Tout lien avec son pays d’origine avait été rompu pendant soixante dix ans et son retour avait été jugé longtemps improbable.
Anastasia était une merveilleuse conteuse et nombreux étaient ceux qui venaient l’écouter : jeunes marins russe, diplomates, historiens, anciens élèves à qui elle avait enseigné les mathématiques (parmi eux, un fidèle visiteur, l’actuel maire de Paris, Monsieur Bertrand Delanoë).
Évoquant sa longue vie, presque un siècle d’existence, Anastasia a confié à ses proches que si Dieu lui avait permis de vivre aussi longtemps en gardant une excellente mémoire, c’était pour transmettre son témoignage aux jeunes générations.

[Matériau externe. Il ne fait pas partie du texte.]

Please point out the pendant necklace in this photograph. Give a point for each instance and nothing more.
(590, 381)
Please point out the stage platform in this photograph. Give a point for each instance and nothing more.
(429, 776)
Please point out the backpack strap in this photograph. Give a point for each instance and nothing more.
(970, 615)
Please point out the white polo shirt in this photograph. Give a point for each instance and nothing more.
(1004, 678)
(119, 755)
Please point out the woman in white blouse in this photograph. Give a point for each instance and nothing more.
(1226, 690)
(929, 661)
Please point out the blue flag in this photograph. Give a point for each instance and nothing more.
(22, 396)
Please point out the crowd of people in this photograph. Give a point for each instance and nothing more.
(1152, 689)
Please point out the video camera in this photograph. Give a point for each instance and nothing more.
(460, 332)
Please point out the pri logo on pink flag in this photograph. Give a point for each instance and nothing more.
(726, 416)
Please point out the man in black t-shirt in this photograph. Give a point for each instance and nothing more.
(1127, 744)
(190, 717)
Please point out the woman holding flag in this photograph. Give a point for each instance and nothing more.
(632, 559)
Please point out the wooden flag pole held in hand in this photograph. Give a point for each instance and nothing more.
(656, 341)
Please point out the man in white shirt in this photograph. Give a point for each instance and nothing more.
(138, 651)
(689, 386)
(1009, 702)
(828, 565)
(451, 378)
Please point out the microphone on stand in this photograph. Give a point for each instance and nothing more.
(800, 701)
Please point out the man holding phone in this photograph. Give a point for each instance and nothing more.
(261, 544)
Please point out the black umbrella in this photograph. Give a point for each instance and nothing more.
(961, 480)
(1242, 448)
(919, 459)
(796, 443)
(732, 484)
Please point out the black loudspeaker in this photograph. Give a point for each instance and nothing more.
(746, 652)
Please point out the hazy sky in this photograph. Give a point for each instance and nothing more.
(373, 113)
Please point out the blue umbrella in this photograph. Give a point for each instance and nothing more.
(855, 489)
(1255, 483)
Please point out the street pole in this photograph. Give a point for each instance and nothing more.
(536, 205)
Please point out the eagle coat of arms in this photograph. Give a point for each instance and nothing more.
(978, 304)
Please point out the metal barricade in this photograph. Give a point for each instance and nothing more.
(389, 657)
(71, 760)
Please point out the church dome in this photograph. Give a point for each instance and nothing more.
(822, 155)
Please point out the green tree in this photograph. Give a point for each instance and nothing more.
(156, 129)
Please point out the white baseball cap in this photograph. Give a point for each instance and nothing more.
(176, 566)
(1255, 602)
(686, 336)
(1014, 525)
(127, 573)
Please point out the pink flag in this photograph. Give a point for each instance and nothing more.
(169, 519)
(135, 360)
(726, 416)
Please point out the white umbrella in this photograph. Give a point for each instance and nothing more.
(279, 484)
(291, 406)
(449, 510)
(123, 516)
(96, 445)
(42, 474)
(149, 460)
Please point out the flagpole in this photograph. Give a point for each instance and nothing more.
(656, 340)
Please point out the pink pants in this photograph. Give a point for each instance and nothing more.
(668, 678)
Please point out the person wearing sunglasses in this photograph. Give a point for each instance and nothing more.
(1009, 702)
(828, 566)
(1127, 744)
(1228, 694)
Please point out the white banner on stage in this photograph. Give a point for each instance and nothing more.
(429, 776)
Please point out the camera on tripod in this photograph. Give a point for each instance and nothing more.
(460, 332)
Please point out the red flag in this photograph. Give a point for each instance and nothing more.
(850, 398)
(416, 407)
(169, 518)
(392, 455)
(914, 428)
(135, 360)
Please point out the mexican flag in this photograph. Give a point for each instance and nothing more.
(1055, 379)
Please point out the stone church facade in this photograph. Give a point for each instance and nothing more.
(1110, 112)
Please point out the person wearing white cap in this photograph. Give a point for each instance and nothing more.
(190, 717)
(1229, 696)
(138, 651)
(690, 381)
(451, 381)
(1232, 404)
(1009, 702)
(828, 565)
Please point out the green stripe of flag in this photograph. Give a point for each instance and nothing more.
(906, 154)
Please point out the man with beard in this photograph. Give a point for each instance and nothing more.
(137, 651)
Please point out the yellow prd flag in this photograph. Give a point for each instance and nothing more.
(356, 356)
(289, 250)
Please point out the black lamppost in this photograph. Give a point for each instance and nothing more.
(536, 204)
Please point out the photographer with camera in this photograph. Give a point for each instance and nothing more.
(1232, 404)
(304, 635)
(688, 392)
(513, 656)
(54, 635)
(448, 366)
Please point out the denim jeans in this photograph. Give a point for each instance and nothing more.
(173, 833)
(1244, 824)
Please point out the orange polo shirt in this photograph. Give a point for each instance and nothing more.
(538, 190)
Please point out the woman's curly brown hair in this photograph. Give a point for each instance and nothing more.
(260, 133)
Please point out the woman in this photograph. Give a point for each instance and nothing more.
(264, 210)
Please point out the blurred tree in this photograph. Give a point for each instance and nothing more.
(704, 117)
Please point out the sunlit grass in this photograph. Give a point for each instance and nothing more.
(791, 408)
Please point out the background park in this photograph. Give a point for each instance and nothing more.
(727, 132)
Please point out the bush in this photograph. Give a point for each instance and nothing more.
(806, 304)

Elle disait « je n’ai rien regretté et je n’ai jamais perdu courage » et elle ajoutait « Beaucoup de personnes en Russie recherchent leur passé. A nous, émigrés qui en avons hérité de nos parents, de les aider. »
Et le présent montre qu’Anastasia a eu raison de ne jamais céder au désespoir. Elle a pu en 1990 retourner en Russie et recevoir en 1997 un passeport russe des mains de l’Ambassadeur de la Fédération de Russie à Tunis.
L’Église « Alexandre Nevsky » de Bizerte, longtemps fermée et menacée d’expropriation, est bien vivante grâce aux efforts d’Anastasia. Elle est desservie maintenant régulièrement par le prêtre russe de Tunis, le Père Dimitri.
Et enfin Anastasia a pu voir le drapeau de Saint André flotter à nouveau sur l’Amirauté à Saint Petersbourg et sur les navires militaires russes.
Annexe :
Drapeau de Saint André (Etendard traditionnel de la Marine impériale russe)
C’est dans l’archipel des Solovki, sur l’ile de Zaiatski, que fut bâtie en 1702 sur ordre de Pierre le Grand une chapelle du nom de « l’Apôtre Saint André le premier appelé ». Il devient le protecteur de la marine russe et les vaisseaux militaires russes navigueront sous pavillon portant la Croix de Saint André. L’étendard de la Flotte russe, blanc à croix bleue, fut béni dans cette chapelle. Le blanc symbolise la Foi et la Croix, la fidélité."